No ingresaron al recinto en el inicio de la sesión los integrantes de Unión por la Patria, el interbloque Unidos y el Frente de Izquierda.
La sesión arrancó con un clima caldeado, con UP quejándose por la falta de acuerdo en Labor Parlamentaria respecto del debate y la votación a mano alzada que se realizó para aprobarlo. Los legisladores se pararon de sus bancas a protestar con aplausos y algunos increparon al presidente de la Cámara, Martín Menem, en el estrado. Luego de unos minutos se rencauzó la reunión.
Lisandro Almirón, el lector
El diputado nacional de La Libertad Avanza Lisandro Almirón, miembro informante del dictamen de mayoría, leyó todo su discurso sin despegar la vista de las hojas apiladas sobre su pupitre y fue abucheado de punta a punta por las bancadas de la oposición.
La diputada de UP Victoria Tolosa Paz le pidió una interrupción para exigirle al presidente de la Cámara de Diputados que ordene al correntino oficialista ajustarse al reglamento porque estaba “leyendo todo derechito” y para citar un texto debía pedir autorización al pleno.

Menem accedió al pedido, pero levantó el tono para recordar que “esto (leer discursos) lo han hecho todos los bloques y nunca se ha sometido a consideración”.
El proyecto de reforma laboral, que el gobierno de Milei busca que se sancione antes que el presidente asista al Congreso el domingo 1 de marzo, tuvo media sanción del Senado en la madrugada del jueves 12.
Este miércoles, apenas un día antes, recibió dictamen en las comisiones de Legislación del Trabajo y de Presupuesto y Hacienda, donde se confirmó la eliminación del artículo 44 sobre licencias por enfermedades, tema que despertó fuerte rechazo –incluido el de aliados– durante el fin de semana largo y el Gobierno anunció que lo quitaría.
Fue la única modificación que se hizo respecto de la redacción que salió del Senado, pero, tan solo por ese cambio, el proyecto deberá volver a la Cámara Alta para su sanción definitiva.
Con ese objetivo, el Senado ya convocó a un plenario de las comisiones de Trabajo y Previsión Social y de Presupuesto y Hacienda para este viernes a las 10, lo que generó la indignación del bloque UP en Diputados, que a través de su jefe, Germán Martínez, expresó su protesta al considerar que se está convocando a una reunión en base a datos erróneos, ya que el expediente en cuestión aún no ha pasado por la Cámara Baja. Luego se plegaron más opositores a la protesta.
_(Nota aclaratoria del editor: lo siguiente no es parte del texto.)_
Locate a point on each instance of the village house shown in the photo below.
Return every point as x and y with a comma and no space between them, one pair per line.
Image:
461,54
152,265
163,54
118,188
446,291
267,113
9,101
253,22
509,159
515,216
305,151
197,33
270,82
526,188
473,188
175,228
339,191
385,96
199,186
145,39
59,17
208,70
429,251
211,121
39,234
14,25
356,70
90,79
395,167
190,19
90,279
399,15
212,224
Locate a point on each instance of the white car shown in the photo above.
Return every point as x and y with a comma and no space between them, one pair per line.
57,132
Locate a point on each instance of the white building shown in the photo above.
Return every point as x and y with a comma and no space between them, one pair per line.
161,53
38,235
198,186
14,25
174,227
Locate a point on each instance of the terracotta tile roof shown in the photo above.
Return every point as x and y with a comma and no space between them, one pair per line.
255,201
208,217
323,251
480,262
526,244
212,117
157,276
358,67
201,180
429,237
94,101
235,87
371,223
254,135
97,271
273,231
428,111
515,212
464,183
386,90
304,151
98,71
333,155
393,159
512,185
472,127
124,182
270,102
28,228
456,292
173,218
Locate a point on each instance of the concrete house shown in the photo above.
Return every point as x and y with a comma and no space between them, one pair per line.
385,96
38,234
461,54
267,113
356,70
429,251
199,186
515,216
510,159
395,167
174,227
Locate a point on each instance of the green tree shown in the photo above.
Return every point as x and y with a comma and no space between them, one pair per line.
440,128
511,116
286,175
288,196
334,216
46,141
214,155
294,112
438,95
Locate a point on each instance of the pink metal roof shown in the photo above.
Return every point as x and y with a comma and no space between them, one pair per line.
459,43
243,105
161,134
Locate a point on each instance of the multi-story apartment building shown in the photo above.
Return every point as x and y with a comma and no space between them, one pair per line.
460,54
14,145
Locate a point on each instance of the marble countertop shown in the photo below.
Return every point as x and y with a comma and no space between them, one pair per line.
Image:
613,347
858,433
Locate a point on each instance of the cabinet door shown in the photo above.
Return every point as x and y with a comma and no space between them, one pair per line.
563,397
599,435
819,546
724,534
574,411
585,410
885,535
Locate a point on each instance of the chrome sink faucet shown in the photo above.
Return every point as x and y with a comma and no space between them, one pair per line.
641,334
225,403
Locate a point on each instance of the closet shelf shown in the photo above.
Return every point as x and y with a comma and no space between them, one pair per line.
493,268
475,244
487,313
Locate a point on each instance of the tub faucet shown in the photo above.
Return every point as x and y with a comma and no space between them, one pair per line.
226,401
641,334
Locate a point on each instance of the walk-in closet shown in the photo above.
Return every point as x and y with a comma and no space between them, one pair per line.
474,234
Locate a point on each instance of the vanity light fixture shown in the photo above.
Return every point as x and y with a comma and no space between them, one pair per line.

En los planes de La Libertad Avanza, la reforma laboral sería llevada al recinto el próximo viernes 27, junto con régimen penal juvenil, el acuerdo Mercosur-Unión Europea y el pliego como embajador en Bélgica de Fernando Iglesias.
En las afueras, el Congreso se encuentra vallado y rodeado por efectivos de las fuerzas de seguridad federales. A raíz de la movilización convocada no por la central obrera, sino por las organizaciones de izquierda, el Gobierno afirmó que aplicará el protocolo antipiquetes.